Donald Trump signs executive order to use AI in fight against childhood cancer

President Donald Trump has announced a new executive order aimed at using artificial intelligence (AI) to increase progress in the fight against pediatric cancer.
The order pledges $50 million(€43 million) in new funding to a childhood cancer data initiative, first launched during Trump’s initial term in office. Officials say the funding will help gather and analyse vast amounts of medical data, to use AI to improve diagnoses, speed up clinical trials and sharpen prevention efforts.
"We're going to hook up the artificial intelligence with all of the other things that we have at hand," Trump said in the Oval Office on Tuesday. “And we're going (to) come for answers and these young children who are just really, some are absolutely better and others are getting better".
Turning to the young cancer survivors gathered around the Resolute desk, Trump added: “You’re all going to be better very soon”.
White House officials declined to specify which companies or technologies might take part, saying the details are still in development. But Trump suggested the technology would eventually be widely available: “It’s gonna be so accessible to everybody”.
Pediatric cancer: rare but devastating
Although relatively rare, cancer is the leading cause of disease-related death after infancy among children in the United States. The American Cancer Society estimates that about 9,550 children in the US will be diagnosed with cancer in 2025.

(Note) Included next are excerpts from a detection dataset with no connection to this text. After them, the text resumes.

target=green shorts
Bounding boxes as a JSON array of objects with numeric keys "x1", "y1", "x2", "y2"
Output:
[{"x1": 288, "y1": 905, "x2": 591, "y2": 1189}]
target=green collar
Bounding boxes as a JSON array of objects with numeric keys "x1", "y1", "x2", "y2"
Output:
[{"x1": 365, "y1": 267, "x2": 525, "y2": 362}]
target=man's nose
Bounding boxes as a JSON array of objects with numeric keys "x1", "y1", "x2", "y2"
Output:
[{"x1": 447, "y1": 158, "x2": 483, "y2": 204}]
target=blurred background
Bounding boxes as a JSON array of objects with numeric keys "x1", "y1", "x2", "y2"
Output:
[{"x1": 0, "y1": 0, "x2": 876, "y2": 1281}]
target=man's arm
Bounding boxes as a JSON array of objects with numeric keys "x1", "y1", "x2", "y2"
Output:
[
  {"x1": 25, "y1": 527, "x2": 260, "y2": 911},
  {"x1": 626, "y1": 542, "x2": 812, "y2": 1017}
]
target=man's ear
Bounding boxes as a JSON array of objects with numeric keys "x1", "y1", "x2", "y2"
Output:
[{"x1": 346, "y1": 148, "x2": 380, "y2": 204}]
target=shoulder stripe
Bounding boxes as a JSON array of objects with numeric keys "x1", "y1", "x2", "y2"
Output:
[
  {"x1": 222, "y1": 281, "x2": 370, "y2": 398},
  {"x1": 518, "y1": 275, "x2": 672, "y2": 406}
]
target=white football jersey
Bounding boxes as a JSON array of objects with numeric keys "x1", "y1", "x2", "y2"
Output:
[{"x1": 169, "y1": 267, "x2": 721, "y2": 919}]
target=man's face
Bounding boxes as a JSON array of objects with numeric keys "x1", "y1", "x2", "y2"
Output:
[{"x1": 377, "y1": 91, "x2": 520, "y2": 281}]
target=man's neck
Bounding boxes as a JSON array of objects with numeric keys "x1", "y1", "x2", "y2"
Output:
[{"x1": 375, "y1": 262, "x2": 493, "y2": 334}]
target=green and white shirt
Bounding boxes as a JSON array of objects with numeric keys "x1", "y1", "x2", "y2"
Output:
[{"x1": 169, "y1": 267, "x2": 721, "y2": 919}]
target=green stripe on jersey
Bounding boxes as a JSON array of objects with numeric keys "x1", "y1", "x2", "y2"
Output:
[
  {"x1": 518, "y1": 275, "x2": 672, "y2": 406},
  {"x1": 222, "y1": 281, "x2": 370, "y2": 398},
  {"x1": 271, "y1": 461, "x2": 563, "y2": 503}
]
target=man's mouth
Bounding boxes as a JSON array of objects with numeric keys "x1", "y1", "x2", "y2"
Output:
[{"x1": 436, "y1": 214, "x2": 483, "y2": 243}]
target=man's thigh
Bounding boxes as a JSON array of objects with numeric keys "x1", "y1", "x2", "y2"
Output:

While survival rates have improved dramatically - with childhood cancer mortality falling by more than 50 per cent since 1975 - incidence rates have steadily increased since the 1970s.
Globally, cancer affects around 400,000 children and adolescents under 19 each year, according to the World Health Organization (WHO).
Pediatric cancer research also remains chronically underfunded, representing less than 10 per cent of the federal cancer research budget, according to the Children’s Cancer Foundation.
Trump's executive order doubles the National Institutes of Health’s commitment to the Childhood Cancer Data Initiative, bringing total funding to $100 million. But it comes against a backdrop of broader cuts to federal science funding under his administration.
In recent years, hundreds of scientists have been removed from the federal payroll and several hundred million dollars in grants - including some supporting pediatric cancer studies - have been cancelled.
The Pediatric Brain Tumor Consortium, a national network that has given children access to experimental treatments for more than 25 years, was told in August it would no longer receive federal support. Earlier budget drafts also proposed slashing the National Cancer Institute’s funding by more than a third, but those cuts still remain under negotiation.
The American Cancer Society Cancer Action Network has warned that the proposed cuts “will set this nation back dramatically in our ability to reduce death and suffering".